Source: La Nouvelle République
Le 19 août 1944, une section du mouvement de résistance intérieure des Francs-tireurs et partisans (FTP) a mené une attaque contre un groupe d’Allemands attablés à l’hôtel du Cheval Blanc. Le but de la manœuvre était d’empêcher les occupants de réquisitionner un stock de blé entreposé dans le silo de la gare. Trois soldats allemands et un maquisard sont morts durant ou à la suite de l’échange de coups de feus. Vingt-cinq villageois ont été pris en otages par l’occupant, en guise de représailles. Ils auront la vie sauve grâce à l’intervention de la gendarmerie et du curé.

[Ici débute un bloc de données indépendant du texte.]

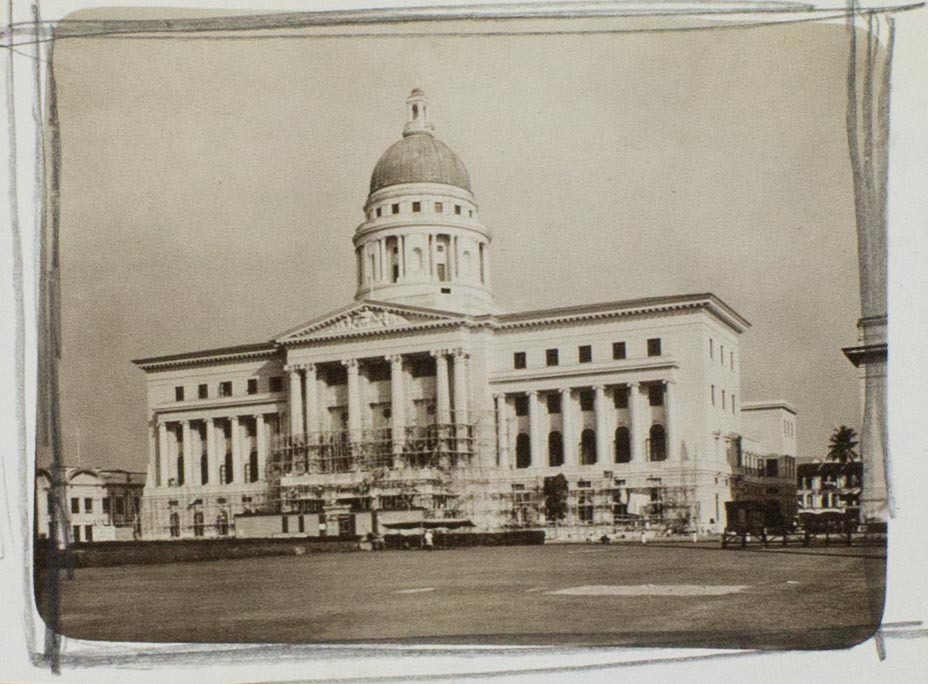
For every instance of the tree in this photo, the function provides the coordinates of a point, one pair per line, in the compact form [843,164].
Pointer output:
[841,445]
[555,492]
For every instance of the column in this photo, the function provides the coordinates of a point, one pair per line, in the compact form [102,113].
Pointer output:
[634,419]
[212,465]
[261,445]
[534,429]
[164,455]
[236,450]
[296,401]
[354,399]
[397,402]
[502,431]
[567,428]
[312,404]
[670,421]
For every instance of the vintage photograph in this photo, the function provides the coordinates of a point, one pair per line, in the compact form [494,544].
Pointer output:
[532,331]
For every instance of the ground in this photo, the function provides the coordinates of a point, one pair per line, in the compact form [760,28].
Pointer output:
[622,594]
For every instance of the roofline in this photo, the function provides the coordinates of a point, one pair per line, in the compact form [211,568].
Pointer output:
[713,303]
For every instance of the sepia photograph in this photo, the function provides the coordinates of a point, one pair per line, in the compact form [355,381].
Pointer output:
[407,329]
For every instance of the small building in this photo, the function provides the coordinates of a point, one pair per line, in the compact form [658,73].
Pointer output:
[97,505]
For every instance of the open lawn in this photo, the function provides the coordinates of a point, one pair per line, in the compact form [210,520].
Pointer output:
[655,594]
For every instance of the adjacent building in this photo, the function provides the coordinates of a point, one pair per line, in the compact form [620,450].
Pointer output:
[422,396]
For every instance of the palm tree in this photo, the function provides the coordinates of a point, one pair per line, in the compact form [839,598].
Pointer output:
[841,445]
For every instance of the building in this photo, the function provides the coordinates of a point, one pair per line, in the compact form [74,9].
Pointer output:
[422,397]
[96,504]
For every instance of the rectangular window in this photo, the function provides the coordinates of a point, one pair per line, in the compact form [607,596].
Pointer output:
[654,346]
[554,402]
[620,397]
[656,394]
[587,399]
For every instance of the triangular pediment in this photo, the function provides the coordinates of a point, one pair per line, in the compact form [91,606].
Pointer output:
[366,318]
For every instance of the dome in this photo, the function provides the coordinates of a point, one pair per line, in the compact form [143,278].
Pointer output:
[419,158]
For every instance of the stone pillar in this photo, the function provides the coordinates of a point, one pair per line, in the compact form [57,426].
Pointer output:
[236,450]
[567,428]
[670,420]
[188,452]
[502,431]
[354,399]
[312,404]
[397,402]
[603,439]
[212,465]
[164,455]
[261,445]
[634,420]
[296,402]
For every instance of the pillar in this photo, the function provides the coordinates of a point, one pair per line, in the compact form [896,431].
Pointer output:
[397,402]
[296,402]
[634,419]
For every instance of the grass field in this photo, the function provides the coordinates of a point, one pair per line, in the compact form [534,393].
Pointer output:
[660,595]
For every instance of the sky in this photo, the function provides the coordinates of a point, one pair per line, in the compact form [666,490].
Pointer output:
[210,190]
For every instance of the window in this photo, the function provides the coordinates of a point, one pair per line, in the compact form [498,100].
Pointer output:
[623,445]
[587,400]
[523,451]
[620,397]
[587,447]
[657,443]
[654,346]
[656,394]
[555,449]
[554,402]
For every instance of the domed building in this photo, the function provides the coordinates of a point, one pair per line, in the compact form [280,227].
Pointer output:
[420,404]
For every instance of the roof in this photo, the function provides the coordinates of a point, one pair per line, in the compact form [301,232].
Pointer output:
[419,158]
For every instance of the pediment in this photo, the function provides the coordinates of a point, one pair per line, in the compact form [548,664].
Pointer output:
[366,318]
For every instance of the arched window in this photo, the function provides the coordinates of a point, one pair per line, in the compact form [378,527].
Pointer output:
[658,443]
[623,445]
[587,447]
[523,451]
[555,448]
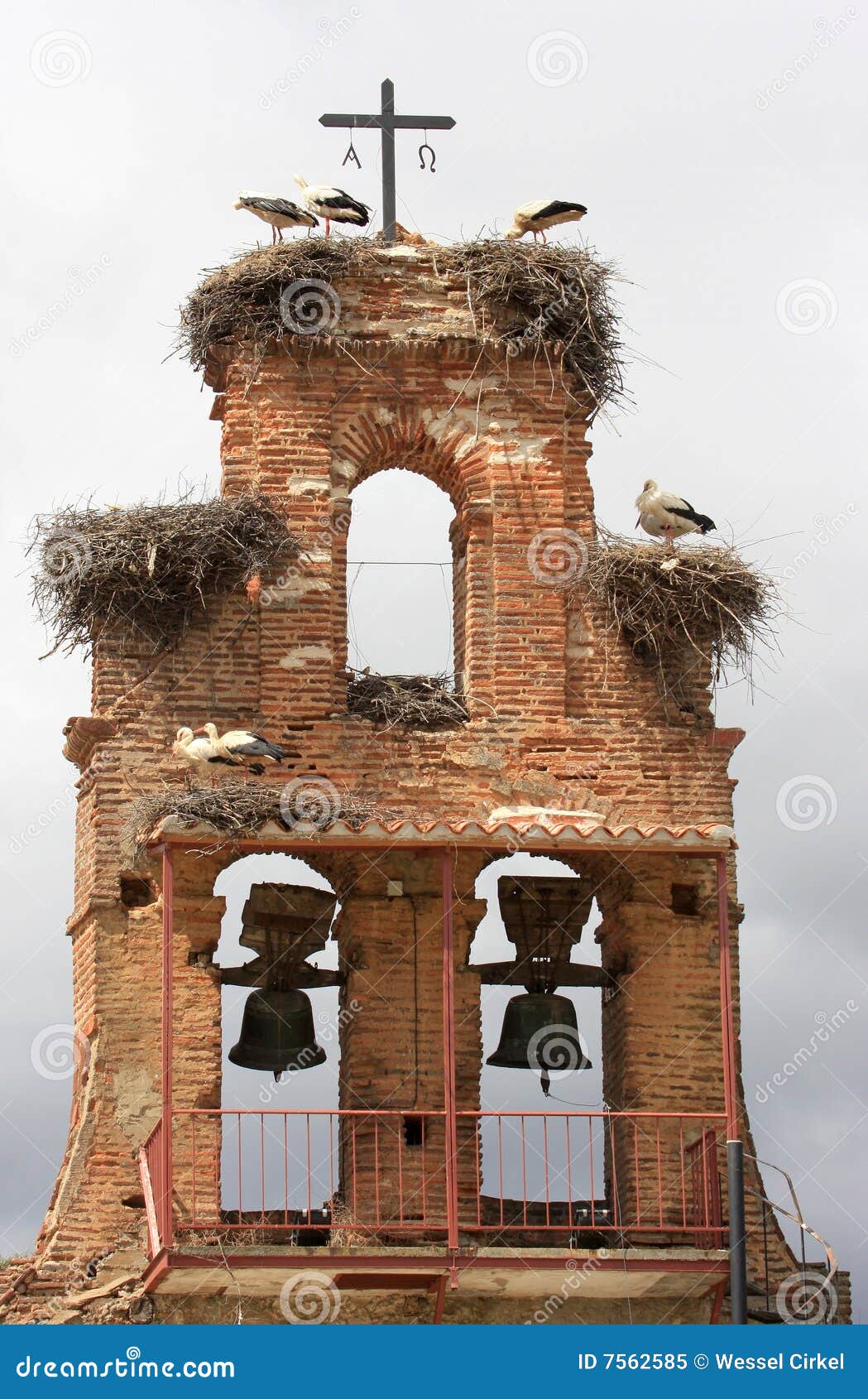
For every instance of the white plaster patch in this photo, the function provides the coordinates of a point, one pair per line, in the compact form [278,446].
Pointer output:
[301,658]
[306,486]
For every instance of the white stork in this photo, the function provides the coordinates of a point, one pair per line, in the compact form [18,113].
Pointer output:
[196,753]
[541,214]
[669,517]
[280,213]
[239,744]
[336,206]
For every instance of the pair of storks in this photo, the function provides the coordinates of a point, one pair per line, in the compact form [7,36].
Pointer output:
[336,206]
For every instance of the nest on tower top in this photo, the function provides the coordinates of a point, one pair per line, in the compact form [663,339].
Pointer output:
[245,300]
[411,701]
[144,573]
[675,606]
[238,810]
[533,296]
[540,300]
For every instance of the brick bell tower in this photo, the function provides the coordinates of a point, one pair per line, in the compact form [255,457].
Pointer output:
[417,1200]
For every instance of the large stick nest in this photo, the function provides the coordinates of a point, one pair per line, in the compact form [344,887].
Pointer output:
[675,606]
[146,571]
[238,810]
[411,701]
[242,301]
[539,296]
[525,296]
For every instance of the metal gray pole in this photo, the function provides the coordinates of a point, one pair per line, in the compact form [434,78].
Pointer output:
[387,147]
[738,1259]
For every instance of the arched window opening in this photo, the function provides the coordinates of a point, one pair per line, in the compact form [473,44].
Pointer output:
[525,1159]
[400,571]
[274,1166]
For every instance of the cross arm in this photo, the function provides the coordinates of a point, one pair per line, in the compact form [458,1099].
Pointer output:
[389,122]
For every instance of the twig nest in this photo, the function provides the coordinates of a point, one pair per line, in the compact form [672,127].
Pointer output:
[411,701]
[702,602]
[144,573]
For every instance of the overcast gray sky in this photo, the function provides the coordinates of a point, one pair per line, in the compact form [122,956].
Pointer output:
[720,151]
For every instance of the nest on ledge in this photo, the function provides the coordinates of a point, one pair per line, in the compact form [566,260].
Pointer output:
[413,701]
[679,606]
[146,571]
[525,296]
[238,810]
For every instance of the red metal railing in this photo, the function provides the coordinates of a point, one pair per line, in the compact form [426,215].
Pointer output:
[600,1173]
[287,1168]
[563,1174]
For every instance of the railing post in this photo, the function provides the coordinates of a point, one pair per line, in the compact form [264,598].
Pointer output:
[449,1055]
[168,987]
[736,1159]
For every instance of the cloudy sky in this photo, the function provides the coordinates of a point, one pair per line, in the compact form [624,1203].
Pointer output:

Sources: Inventaires-ferroviaires.fr et La Nouvelle République
Le silo a « probablement » été construit en 1945 par des Allemands retenus prisonniers dans le camp d’internement du bourg. Construit à partir de février 1941 et destiné initialement à l’enfermement de ceux que le régime de Vichy avait désignés comme ses adversaires, le camp a vu passer des prisonniers de guerre après la Libération.